Anhänger des kapitalistischen Menschenbildes sind keineswegs um Erklärungen für die Existenz altruistischen Verhaltens verlegen. Die wichtigsten wollen wir an dieser Stelle kurz erläutern.

„Kratz einen Altruisten und sieh einen Heuchler bluten“, Michael Ghiselin (1).

Hinter Heldentaten, wie sie bruchstückhaft im letzten Kapitel präsentiert wurden, glaubte der bereits erwähnte Bernard Mandeville nur blanken Egoismus leuchten zu sehen:

„Es liegt kein Verdienst darin, ein unschuldiges Kindchen zu retten, das nahe daran war, ins Feuer zu fallen. Die Handlung ist weder gut noch schlecht, und welchen Nutzen das Kind auch davon haben mag, wir verfahren dabei lediglich in unserem eigenen Interesse. Denn seinen Fall gesehen und nicht gestrebt zu haben, ihn zu verhindern, würde eine Pein verursacht haben, die der Selbsterhaltungstrieb uns zu vermeiden zwang“ (2).

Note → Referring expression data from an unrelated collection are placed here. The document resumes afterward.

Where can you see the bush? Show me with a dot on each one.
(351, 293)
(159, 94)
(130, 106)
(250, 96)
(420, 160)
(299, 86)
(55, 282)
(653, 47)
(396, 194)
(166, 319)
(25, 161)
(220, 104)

Den schlichtesten, aber auch radikalsten Versuch, die Existenz des Altruismus zu widerlegen, unternehmen Vertreter des „psychologischen Egoismus“. Dieser beruht auf der Überzeugung, das Ziel hinter allem Verhalten und Streben des Menschen (auch dem unbewussten) sei nichts anderes als die Steigerung des eigenen Wohlbefindens und die Verwirklichung der eigenen Wünsche. Oder, um mit den Worten des französischen Philosophen François de La Rochefoucauld zu sprechen: „Unsere Tugenden sind meist nur verkappte Laster“ (3).

Diese Einschätzung der menschlichen Psyche entspricht natürlich exakt dem Menschenbild des Nutzenmaximierers. Denn die Schlussfolgerung für den psychologischen Egoismus lautet ganz einfach, dass hinter jeder guten Tat ausschließlich die eigentliche Motivation steckt, das persönliche Ansehen zu steigern, oder die Wonne des guten Gewissens. Der Mensch strebt demnach lediglich danach, durch seinen scheinbaren Altruismus sein eigenes Wohlbefinden zu erhöhen. Gern wird in diesem Zusammenhang auch auf die große Befriedigung verwiesen, die Organspender empfinden, oder das Glücksgefühl der Menschen, die einen Juden während des Holocausts versteckt haben (4). Somit erscheint der Beweis schlüssig erbracht und das kapitalistische Menschenbild bestätigt.

Die Logik hinter dem psychologischen Egoismus ist jedoch schlicht ein Zirkelschluss: Von Anfang an wird unterstellt, dass Menschen nur Dinge tun, die ihnen Genuss bereiten. Im Umkehrschluss wird dann gefolgert, dass jeder Tat der persönliche Genuss zugrunde liegt.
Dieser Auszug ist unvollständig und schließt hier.